Thursday, October 16, 2008

Gas mask handout delayed to late 2009


I’m sure Syria will absolutely respect the problem the Israeli government is having with the budget and delay any chemical strike on Israel until the gas masks have been distributed.

Oct 16, 2008 0:38 | Updated Oct 16, 2008 0:50

Due to budget disputes with the Treasury, the Defense Ministry has been forced to postpone the distribution of gas masks to the public by at least six months to late 2009, The Jerusalem Post has learned.

Last year, the Defense Ministry finished collecting gas masks from the public and in the past few weeks completed refurbishing a majority of the kits. The initial plan, a senior defense official said Wednesday, was to return the masks to the public in January.

"Most of the masks are refurbished and they are sitting and waiting to be returned to the public," the official said. "We initially wanted to return the masks in January but the Treasury did not release the funds and we are still waiting for the budget to be able to hire a civilian company to distribute them."

The gas masks are an essential component of the public's "protective envelope" in the event of a chemical attack, according to the official.
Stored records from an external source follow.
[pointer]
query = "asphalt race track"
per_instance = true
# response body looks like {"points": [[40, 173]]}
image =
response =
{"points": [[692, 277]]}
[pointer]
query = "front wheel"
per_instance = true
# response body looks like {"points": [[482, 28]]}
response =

When in the hands of the public, the masks also play a role in deterring enemies from using such weapons.

"When an enemy knows that the number of casualties will not be so high since the public has masks it needs to think very hard whether it is in its best interest to use chemical weapons," the official said.

Syria is believed to have a large stockpile of chemical and biological weapons. According to the Global Security Web site, the Syrian arsenal is comprised mostly of large amounts of the Sarin nerve agent and mustard gas and is reportedly producing and weaponizing the VX nerve agent. The US, the site says, has estimated that Syria has several hundred liters of chemical weapons, with hundreds of tons of agents produced annually.

In related news, the IDF Home Front Command will hold its first ever course next week to train officers to serve as liaisons to regional and local authorities in the event of a war. The new position - called yaklar in Hebrew - was set up following the Second Lebanon War. The officers' job will be to assist mayors and council heads in running their communities in time of war and during missile onslaughts.

The decision to appoint liaisons to regional councils was made in line with the establishment last year of the National Emergency Administration by Deputy Defense Minister Matan Vilna'i that oversees the management of the home front in wartime.